In this problem, you will develop a model to predict whether a given car gets high or low gas mileage based on the Auto data set.

(a) Create a binary variable, mpg01, that contains a 1 if mpg contains a value above its median, and a 0 if mpg contains a value below its median. You can compute the median using the median() function. Note you may find it helpful to use the data.frame() function to create a single data set containing both mpg01 and the other Auto variables.

Auto_df = Auto
attach(Auto_df)

## The following object is masked from package:lubridate:
## 
##     origin

## The following object is masked from package:ggplot2:
## 
##     mpg

Auto_df$mpg01 = ifelse(Auto_df$mpg > median(Auto_df$mpg), 1, 0)
Auto_df$cylinders = as.factor(Auto_df$cylinders)

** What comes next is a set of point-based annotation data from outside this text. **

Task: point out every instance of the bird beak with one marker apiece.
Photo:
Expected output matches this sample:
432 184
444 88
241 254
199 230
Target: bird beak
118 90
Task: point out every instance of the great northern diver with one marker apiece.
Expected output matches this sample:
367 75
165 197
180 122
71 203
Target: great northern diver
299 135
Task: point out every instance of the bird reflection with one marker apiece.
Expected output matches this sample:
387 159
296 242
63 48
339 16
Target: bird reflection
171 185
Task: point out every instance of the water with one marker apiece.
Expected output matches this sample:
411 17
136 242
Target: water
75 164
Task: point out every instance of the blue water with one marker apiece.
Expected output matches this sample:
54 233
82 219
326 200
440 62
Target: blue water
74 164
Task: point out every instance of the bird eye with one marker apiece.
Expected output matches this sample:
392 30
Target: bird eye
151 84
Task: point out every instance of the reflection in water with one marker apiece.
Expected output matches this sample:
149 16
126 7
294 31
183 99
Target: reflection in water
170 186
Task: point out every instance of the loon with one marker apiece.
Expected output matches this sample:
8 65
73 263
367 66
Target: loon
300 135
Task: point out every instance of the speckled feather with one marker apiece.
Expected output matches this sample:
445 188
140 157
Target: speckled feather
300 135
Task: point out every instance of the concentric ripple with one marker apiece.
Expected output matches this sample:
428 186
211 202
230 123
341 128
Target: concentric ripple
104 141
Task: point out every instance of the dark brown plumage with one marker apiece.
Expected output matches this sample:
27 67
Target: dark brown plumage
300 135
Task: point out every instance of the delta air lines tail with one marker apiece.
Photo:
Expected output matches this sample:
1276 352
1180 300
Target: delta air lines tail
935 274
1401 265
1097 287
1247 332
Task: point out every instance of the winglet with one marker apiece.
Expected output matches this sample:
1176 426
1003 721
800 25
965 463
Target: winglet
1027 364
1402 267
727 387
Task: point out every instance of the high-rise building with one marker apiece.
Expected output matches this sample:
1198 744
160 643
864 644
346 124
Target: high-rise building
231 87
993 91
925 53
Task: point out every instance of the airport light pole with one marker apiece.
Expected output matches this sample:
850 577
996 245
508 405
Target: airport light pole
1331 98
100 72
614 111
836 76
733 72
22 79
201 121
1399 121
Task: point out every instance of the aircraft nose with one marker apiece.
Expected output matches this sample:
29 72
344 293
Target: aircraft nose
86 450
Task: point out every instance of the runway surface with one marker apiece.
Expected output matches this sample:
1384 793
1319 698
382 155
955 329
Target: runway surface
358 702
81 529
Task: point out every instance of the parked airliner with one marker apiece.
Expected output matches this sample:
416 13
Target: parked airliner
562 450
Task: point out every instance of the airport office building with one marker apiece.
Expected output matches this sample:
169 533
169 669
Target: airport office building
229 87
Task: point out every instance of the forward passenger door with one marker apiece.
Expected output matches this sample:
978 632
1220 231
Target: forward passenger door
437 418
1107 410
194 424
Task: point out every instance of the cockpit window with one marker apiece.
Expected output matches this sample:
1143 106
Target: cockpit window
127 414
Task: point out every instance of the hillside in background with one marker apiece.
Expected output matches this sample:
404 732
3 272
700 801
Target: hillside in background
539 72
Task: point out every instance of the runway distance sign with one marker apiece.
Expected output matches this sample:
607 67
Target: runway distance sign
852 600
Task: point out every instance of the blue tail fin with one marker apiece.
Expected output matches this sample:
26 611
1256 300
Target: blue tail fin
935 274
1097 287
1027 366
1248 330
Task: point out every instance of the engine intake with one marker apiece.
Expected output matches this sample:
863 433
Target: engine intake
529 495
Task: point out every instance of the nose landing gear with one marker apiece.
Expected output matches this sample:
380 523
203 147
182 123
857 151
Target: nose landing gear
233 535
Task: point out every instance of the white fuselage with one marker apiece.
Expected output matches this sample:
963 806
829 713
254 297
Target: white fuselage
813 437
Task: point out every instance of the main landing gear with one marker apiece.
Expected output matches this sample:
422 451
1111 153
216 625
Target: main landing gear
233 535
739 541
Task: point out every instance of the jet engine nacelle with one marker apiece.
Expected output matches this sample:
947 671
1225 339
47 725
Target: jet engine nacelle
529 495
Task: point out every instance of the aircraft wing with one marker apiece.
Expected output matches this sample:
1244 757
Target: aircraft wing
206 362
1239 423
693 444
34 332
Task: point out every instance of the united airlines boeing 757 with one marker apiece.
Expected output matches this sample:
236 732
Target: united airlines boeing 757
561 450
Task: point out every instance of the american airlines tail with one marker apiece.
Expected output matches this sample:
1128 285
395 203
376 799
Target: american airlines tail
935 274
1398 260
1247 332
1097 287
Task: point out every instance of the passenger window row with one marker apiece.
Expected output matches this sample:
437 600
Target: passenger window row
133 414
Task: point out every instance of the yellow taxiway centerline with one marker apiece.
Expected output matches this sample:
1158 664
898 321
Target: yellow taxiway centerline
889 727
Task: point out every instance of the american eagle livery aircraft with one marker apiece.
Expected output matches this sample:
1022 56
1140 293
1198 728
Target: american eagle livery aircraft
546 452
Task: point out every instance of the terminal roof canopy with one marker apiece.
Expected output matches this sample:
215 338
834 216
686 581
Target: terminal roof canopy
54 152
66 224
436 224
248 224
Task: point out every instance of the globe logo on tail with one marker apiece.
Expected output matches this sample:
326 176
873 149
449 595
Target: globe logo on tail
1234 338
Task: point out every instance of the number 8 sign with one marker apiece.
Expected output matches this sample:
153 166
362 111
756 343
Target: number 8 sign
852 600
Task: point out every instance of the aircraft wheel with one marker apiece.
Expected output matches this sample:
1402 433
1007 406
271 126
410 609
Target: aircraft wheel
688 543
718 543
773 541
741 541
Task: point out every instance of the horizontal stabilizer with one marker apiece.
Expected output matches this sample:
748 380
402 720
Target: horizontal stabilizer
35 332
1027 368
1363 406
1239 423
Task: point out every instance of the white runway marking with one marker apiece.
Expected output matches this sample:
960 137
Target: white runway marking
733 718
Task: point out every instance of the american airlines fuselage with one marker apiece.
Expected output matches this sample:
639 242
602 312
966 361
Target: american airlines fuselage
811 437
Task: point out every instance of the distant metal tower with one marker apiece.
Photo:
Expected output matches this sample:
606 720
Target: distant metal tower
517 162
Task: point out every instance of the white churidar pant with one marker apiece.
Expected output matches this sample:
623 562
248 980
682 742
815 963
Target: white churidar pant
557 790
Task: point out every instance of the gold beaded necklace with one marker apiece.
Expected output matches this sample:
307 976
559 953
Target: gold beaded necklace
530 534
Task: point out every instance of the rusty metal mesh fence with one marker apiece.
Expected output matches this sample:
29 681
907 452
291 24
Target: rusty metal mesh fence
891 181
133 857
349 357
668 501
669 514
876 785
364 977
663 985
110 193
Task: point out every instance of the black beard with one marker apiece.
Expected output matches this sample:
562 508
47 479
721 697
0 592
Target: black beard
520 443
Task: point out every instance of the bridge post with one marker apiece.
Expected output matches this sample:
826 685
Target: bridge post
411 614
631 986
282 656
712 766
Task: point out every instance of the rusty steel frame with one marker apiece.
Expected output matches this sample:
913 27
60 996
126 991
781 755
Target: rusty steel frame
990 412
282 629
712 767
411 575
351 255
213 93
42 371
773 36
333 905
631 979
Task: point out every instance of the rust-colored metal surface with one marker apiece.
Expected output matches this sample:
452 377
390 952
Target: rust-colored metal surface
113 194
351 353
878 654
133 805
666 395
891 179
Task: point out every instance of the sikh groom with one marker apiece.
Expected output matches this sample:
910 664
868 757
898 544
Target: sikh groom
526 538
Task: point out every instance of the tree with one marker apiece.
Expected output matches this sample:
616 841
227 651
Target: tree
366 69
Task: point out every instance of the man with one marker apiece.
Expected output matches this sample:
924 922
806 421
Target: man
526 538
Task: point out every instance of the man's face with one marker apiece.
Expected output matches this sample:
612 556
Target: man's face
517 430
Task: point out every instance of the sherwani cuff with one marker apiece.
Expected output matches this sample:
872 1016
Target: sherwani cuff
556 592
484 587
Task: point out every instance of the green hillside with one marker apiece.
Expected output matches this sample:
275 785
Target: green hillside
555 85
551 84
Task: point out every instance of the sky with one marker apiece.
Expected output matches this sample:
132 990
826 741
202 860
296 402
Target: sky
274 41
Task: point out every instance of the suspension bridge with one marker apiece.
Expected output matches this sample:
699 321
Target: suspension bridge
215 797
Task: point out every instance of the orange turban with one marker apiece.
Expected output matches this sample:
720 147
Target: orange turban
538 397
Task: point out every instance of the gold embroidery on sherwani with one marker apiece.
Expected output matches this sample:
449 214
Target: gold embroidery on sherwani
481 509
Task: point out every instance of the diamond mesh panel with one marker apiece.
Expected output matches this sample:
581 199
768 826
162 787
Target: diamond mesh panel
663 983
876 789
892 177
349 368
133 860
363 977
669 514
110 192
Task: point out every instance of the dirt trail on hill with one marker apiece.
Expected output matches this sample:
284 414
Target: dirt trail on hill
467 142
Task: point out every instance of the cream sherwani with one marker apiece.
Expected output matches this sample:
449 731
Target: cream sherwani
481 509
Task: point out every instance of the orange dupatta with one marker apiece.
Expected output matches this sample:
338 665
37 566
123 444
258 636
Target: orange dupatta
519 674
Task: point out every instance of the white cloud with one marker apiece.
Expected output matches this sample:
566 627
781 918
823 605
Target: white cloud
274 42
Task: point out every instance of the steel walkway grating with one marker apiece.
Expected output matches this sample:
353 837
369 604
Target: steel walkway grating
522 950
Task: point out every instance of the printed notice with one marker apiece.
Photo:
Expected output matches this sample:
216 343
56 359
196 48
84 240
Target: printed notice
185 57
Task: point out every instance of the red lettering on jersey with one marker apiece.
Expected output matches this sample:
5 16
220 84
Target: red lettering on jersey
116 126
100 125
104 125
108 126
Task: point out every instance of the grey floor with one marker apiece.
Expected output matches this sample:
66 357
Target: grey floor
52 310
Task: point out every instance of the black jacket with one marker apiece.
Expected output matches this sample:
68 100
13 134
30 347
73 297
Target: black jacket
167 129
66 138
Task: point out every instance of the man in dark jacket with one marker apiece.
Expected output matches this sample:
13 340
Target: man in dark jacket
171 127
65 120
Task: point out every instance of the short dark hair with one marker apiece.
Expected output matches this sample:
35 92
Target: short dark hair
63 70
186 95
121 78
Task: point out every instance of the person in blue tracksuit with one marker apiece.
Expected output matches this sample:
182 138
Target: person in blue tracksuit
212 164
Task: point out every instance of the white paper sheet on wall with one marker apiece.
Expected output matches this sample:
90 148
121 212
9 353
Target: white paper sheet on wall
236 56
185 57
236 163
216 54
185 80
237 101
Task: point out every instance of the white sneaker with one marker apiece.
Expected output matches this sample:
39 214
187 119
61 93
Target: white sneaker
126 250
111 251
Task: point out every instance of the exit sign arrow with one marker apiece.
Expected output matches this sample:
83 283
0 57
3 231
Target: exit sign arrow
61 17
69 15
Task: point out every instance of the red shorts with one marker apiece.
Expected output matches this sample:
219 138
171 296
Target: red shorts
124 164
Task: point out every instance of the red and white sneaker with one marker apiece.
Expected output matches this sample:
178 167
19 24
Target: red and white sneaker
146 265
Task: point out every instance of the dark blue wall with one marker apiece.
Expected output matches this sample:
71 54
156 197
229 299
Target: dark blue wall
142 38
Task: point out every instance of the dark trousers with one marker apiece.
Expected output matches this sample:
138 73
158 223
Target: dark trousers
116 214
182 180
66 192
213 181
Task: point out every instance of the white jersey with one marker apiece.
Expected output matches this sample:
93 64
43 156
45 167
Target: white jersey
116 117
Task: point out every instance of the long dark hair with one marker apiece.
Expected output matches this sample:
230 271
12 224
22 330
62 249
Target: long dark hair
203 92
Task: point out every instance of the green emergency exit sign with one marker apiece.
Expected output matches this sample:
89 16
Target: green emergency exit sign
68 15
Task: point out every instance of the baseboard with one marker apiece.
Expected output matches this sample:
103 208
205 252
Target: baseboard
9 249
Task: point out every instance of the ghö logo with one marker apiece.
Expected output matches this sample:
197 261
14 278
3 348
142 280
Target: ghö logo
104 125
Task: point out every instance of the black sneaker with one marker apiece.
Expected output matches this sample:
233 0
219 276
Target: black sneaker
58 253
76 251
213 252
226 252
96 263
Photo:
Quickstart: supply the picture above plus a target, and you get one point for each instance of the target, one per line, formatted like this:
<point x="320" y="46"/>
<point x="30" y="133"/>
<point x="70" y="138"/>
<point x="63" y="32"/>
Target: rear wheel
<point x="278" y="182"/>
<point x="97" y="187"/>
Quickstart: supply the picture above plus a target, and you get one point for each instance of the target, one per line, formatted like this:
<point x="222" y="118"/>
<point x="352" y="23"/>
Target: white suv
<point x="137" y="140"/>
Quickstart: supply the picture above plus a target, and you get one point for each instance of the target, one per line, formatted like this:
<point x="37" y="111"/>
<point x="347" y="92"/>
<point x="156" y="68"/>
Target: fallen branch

(b) Explore the data graphically in order to investigate the association between mpg01 and the other features. Which of the other features seem most likely to be useful in predicting mpg01? Scatterplots and boxplots may be useful tools to answer this question. Describe your findings.

glimpse(Auto_df)

## Rows: 392
## Columns: 10
## $ mpg          <dbl> 18, 15, 18, 16, 17, 15, 14, 14, 14, 15, 15, 14, 15, 14, 2…
## $ cylinders    <fct> 8, 8, 8, 8, 8, 8, 8, 8, 8, 8, 8, 8, 8, 8, 4, 6, 6, 6, 4, …
## $ displacement <dbl> 307, 350, 318, 304, 302, 429, 454, 440, 455, 390, 383, 34…
## $ horsepower   <int> 130, 165, 150, 150, 140, 198, 220, 215, 225, 190, 170, 16…
## $ weight       <int> 3504, 3693, 3436, 3433, 3449, 4341, 4354, 4312, 4425, 385…
## $ acceleration <dbl> 12.0, 11.5, 11.0, 12.0, 10.5, 10.0, 9.0, 8.5, 10.0, 8.5, …
## $ year         <int> 70, 70, 70, 70, 70, 70, 70, 70, 70, 70, 70, 70, 70, 70, 7…
## $ origin       <int> 1, 1, 1, 1, 1, 1, 1, 1, 1, 1, 1, 1, 1, 1, 3, 1, 1, 1, 3, …
## $ name         <fct> chevrolet chevelle malibu, buick skylark 320, plymouth sa…
## $ mpg01        <dbl> 0, 0, 0, 0, 0, 0, 0, 0, 0, 0, 0, 0, 0, 0, 1, 0, 0, 0, 1, …

Auto_df |>
  ggplot(mapping = aes(x = mpg01)) +
  geom_bar()

Auto_df |>
  ggplot(mapping = aes(x = as.factor(cylinders), y = mpg)) +
  geom_boxplot(varwidth = T)

pairs(Auto_df[,1:10])

displacement, horsepower, and weight look to be have an effect on mpg and therefore mpg01. mpg should also be a strong predictor since mpg01 was created from mpg.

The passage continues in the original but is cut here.